Zeiteinschätzung des Konsums von Stimulantien in Blutserumproben über enantioselektive Analytik
Date issued
Authors
Editors
Journal Title
Journal ISSN
Volume Title
Publisher
License
Abstract
Amphetamine-type stimulants (ATS) are a globally abused type of narcotic drugs. Effects range from stimulant effects such as increased concentration ability and psychomotor performance to restlessness, confusion and aggression. The acute phase is followed by symptoms of exhaustion such as fatigue and lack of concentration, which can last for days. Due to their psychomimetic properties and the widespread use of ATS, forensic toxicologists are frequently confronted with the assessment of offenses related to the consumption of these stimulants. These primarily include questions related to driving ability, but also the assessment of criminal responsibility. In this context, experts are often challenged by the fact that it is hardly possible to make statements regarding the influence at the moment of the crime, in particular due to the unknown quantity consumed. The verification of the defendant's information on the time of the last consumption is therefore of crucial forensic interest. While time estimation based on blood serum concentrations as determined routinely in forensic laboratories is not possible, enantioselective analysis offers an approach that potentially expands the forensic interpretation possibilities. Since ATS are mostly consumed as racemates, but their enantiomers are metabolized at different rates in the human body, conclusions can be drawn about the time of consumption if the time course of the enantiomeric ratios is known. The studies summarized in this dissertation describe the investigation of the enantioselective pharmacokinetics of 4-fluoroamphetamine (4-FA) and amphetamine with respect to forensic issues. In addition, the plasma protein binding (PPB) of various ATSs was determined enantioselectively and seized substance samples of illicit ATS were analyzed for their chiral composition.
For this purpose, two liquid chromatographic-tandem mass spectrometric (LC-MS/MS) methods for the detection of the enantiomers of amphetamine, methamphetamine, 4-FA, 3,4 methylenedioxy-N-methylamphetamine (MDMA), and the amphetamine metabolites norephedrine and 4-hydroxyamphetamine were developed and successfully validated for application in serum samples. Sample preparation was performed by solid phase extraction (SPE) and enantiomer separation was performed using a chiral column.
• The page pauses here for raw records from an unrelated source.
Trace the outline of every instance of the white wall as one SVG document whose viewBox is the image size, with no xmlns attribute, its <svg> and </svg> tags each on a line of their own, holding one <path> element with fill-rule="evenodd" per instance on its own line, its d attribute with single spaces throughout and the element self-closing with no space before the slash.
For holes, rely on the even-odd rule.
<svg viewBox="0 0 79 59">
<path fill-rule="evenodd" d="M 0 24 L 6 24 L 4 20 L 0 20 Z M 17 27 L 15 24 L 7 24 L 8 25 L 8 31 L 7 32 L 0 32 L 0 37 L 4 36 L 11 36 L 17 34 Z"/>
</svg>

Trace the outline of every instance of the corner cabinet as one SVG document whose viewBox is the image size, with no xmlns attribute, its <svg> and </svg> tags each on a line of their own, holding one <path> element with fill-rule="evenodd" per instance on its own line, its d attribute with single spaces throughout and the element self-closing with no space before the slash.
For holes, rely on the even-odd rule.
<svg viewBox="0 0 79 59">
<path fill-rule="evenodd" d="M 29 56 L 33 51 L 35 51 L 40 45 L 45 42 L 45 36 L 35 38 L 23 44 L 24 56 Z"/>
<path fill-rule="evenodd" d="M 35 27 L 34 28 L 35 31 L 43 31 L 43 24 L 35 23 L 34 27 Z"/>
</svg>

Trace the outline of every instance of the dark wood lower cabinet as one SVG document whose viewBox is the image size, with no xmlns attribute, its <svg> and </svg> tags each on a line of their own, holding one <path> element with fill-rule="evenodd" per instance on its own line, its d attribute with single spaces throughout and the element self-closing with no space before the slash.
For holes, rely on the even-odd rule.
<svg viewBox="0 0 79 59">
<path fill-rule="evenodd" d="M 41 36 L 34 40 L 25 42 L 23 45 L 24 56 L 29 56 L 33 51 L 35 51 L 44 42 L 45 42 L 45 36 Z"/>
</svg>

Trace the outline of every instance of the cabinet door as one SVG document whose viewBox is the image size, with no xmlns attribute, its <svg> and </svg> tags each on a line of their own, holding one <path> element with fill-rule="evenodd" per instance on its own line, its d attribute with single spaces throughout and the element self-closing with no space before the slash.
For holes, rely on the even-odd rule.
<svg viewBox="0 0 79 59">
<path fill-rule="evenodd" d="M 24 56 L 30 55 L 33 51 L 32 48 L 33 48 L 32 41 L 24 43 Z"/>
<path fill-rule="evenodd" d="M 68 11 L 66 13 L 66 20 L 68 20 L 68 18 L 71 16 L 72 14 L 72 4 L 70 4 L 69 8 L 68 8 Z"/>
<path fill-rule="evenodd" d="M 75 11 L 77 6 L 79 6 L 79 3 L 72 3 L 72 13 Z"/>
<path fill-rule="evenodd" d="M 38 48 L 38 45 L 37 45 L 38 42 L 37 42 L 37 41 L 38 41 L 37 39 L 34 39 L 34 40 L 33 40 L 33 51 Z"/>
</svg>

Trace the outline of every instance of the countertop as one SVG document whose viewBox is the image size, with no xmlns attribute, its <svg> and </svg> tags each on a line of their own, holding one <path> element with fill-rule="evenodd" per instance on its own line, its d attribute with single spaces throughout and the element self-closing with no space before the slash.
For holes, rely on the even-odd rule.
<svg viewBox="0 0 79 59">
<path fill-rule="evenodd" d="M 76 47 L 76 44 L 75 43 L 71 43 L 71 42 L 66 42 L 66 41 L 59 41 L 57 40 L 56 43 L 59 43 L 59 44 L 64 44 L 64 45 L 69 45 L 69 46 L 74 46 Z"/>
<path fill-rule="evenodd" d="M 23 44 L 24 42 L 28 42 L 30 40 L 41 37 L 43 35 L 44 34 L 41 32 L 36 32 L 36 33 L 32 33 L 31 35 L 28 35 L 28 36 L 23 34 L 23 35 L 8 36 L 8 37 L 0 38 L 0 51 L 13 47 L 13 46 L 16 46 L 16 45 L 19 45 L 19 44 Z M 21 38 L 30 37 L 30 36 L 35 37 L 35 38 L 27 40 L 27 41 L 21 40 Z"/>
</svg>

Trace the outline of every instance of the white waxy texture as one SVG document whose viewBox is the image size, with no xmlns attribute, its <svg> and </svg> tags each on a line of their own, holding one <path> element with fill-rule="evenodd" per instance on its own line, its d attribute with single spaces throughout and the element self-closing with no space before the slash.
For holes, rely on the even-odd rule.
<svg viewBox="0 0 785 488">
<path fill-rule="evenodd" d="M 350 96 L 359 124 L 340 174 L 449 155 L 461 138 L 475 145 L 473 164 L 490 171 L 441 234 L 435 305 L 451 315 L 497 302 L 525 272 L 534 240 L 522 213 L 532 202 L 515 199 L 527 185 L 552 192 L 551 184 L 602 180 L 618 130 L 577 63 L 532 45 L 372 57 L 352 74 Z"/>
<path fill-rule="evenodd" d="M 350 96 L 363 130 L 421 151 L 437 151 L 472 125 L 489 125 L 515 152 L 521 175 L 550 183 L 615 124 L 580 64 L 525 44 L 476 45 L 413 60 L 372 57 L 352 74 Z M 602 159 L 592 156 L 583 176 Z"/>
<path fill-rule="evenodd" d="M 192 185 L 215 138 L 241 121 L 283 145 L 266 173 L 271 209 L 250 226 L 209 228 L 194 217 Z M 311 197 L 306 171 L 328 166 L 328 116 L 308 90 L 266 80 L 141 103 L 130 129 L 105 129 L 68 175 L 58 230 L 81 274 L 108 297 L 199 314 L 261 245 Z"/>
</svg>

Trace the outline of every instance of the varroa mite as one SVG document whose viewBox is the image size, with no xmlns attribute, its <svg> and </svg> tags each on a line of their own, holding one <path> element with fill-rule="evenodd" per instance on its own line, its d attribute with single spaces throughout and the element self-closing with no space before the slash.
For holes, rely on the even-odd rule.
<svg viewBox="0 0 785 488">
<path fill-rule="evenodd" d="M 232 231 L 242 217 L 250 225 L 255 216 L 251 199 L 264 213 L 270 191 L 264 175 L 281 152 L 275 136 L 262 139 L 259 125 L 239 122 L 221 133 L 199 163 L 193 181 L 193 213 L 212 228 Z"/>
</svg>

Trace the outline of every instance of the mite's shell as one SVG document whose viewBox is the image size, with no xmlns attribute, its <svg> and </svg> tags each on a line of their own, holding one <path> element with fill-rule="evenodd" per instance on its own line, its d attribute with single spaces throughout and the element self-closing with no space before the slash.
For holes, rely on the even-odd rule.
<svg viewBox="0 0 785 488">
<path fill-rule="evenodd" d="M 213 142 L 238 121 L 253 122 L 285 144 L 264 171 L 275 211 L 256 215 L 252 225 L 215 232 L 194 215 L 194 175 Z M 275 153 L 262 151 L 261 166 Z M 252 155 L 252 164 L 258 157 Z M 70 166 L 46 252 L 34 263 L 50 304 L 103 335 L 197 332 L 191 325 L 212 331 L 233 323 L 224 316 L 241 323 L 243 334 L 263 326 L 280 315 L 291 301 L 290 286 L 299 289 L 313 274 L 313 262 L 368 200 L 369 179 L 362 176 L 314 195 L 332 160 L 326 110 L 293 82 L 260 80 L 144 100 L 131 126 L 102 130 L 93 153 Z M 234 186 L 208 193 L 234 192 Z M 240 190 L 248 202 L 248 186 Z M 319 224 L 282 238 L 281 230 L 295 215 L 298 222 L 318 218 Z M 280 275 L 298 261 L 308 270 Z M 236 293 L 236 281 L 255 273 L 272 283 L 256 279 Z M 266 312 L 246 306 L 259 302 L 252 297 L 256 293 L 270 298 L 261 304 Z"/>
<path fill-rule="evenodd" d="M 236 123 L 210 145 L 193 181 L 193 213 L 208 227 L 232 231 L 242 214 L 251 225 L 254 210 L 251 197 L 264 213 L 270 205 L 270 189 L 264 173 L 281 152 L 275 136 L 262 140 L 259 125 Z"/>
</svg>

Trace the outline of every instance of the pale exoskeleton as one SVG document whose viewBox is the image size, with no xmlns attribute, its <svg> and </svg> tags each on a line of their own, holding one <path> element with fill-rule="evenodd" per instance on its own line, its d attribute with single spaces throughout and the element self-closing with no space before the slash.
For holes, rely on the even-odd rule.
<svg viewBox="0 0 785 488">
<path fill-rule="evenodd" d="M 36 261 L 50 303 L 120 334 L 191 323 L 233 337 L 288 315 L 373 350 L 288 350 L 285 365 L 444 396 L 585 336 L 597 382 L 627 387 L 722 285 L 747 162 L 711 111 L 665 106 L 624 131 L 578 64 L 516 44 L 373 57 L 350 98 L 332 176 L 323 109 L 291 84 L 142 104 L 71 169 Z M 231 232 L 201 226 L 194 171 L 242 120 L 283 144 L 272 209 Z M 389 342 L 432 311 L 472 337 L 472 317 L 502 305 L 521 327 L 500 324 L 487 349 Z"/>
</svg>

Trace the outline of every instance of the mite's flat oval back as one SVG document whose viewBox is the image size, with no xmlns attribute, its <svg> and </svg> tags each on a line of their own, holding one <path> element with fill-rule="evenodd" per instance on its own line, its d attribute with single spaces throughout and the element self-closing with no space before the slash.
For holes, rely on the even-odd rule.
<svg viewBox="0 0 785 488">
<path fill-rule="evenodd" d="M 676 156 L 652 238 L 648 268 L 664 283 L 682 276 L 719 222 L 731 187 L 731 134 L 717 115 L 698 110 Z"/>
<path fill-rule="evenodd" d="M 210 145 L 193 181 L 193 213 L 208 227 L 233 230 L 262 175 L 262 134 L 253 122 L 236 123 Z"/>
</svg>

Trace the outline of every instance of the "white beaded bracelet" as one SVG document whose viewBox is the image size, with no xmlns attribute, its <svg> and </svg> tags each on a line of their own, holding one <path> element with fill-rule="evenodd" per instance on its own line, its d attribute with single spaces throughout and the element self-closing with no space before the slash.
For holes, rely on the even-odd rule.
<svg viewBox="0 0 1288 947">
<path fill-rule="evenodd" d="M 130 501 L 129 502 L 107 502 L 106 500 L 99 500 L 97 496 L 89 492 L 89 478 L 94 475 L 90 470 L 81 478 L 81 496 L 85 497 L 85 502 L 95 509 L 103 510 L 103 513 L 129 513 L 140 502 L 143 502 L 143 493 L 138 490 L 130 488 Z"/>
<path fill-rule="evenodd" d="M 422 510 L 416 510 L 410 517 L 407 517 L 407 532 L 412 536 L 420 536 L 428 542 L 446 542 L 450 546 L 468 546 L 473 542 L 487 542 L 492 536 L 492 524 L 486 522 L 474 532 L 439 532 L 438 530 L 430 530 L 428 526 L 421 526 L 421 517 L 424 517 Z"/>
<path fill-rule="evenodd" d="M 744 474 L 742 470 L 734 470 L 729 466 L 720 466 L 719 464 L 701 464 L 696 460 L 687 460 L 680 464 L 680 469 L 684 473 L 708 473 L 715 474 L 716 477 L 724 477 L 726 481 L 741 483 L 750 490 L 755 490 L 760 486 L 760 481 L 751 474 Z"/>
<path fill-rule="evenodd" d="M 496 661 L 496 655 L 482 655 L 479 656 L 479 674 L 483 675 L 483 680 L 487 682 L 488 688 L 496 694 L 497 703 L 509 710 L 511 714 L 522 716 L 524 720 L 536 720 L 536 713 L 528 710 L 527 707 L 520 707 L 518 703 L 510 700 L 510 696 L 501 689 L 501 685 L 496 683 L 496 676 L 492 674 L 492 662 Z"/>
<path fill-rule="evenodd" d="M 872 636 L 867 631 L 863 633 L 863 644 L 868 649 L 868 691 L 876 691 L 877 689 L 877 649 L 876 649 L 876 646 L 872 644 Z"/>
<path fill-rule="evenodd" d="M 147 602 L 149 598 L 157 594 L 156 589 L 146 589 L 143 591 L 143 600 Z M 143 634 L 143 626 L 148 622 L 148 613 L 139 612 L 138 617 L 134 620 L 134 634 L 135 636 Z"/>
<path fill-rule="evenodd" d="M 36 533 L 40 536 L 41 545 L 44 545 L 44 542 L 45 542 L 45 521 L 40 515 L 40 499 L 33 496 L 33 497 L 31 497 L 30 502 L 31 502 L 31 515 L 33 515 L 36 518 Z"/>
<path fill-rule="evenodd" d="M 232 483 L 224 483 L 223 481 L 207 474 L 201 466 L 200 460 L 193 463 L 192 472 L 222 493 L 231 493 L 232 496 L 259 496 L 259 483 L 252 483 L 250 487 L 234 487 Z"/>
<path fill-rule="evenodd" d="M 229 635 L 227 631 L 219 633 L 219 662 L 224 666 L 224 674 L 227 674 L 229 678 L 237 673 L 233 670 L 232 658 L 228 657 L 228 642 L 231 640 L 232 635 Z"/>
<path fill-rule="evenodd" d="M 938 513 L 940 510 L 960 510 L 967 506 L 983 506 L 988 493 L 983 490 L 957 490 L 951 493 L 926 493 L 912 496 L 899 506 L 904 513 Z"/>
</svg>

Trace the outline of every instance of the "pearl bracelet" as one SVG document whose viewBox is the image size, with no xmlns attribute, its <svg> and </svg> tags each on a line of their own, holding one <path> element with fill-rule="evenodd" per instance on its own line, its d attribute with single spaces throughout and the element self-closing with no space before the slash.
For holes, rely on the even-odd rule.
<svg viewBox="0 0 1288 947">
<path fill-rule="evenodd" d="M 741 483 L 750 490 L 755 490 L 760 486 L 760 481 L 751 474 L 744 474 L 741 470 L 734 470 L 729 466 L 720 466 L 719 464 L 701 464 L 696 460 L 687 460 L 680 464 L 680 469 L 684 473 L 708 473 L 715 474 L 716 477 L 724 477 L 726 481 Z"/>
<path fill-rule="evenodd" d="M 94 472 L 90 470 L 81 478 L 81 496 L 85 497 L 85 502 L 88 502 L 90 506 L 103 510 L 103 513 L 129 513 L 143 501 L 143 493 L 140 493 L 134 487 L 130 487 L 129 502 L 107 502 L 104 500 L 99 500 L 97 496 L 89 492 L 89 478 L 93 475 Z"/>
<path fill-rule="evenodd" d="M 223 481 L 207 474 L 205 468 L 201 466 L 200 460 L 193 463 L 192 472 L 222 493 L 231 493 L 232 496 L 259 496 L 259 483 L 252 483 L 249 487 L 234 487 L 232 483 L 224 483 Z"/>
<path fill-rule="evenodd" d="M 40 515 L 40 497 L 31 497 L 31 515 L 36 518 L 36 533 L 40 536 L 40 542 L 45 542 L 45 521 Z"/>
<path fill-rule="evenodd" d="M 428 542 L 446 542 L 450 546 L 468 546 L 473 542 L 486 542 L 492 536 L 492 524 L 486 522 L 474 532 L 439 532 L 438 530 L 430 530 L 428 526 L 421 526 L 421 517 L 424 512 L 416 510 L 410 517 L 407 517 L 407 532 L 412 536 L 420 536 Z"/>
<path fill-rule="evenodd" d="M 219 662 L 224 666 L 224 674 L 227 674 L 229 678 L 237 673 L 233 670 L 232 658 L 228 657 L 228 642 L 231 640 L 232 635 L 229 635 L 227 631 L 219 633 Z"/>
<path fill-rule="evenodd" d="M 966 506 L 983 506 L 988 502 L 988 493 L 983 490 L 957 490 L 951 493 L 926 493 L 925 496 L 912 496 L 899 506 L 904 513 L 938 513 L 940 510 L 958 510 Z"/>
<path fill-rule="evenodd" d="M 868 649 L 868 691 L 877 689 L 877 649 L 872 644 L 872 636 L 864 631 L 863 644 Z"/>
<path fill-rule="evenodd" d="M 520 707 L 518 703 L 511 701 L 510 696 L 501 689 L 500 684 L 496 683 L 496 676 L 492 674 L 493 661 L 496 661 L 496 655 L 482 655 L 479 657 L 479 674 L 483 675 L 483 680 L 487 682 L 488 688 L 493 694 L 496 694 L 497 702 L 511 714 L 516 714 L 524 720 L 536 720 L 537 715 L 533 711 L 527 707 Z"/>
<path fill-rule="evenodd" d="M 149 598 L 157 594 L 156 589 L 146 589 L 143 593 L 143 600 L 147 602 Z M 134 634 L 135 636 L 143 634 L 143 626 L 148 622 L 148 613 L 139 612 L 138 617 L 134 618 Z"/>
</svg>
The analysis of police seizures showed exclusively racemic composition for amphetamine and MDMA. On the one hand, this allows the interpretation of enantiomeric ratios in serum for the purpose of time estimation and, on the other hand, the differentiation from a therapeutic intake of approved (S)-amphetamine-containing drugs. While the majority of the seized methamphetamine samples exclusively contained the more potent (S)-enantiomer, in some cases the pure (R) enantiomer as well as racemic and non-racemic mixtures were also detected. These results reflect the current changes in the drug market and may also have legal implications for the interpretation of the so-called ‘nicht geringe Menge’ (non-small amount) according to the German Narcotics Act (BtMG).
Analysis of serum samples obtained from 12 subjects in a clinical study with oral ingestion of 4 FA showed significantly shorter half-lives for the (S)-enantiomer. The increase in (R)/(S) concentration ratios was linear for all subjects and was independent of the given dose. However, the slope of the (R)/(S) ratios showed considerable interindividual differences, resulting in enantiomeric ratios between 1.08 and 2.77 after 12 hours. Nevertheless, for forensic interpretation, a cut-off at a (R)/(S)-ratio of 1.60 could be suggested, indicating the absence of acute effects.
For time estimation in amphetamine use, samples were collected from psychiatric inpatients who voluntarily provided information on their last consumption. Here, a good correlation of the (R)/(S) concentration ratios with the reported time difference to the last consumption was found, although significant outliers were also observed. Analogous to the 4-FA study, this study indicated a cut-off at a (R)/(S) ratio of 1.09 for the assumption that acute effects have passed. Limitations include the relatively small sample size of 30 samples, the reliability of the self-reported data and the frequent presence of binge consumption. Examination of a total of 425 amphetamine-positive forensic serum samples yielded (R)/(S) concentration ratios between 0.88 and 4.04. Furthermore, the enantiomers of the metabolites norephedrine and 4-hydroxyamphetamine could be detected in many of these samples.
The determination of the PPB of amphetamine, methamphetamine, 4-FA and MDMA by ultrafiltration (UF) revealed no or only insignificant differences in the binding of the enantiomers. A significant influence of the PPB on the stereospecific differences in pharmacokinetics and pharmacodynamics could therefore be excluded.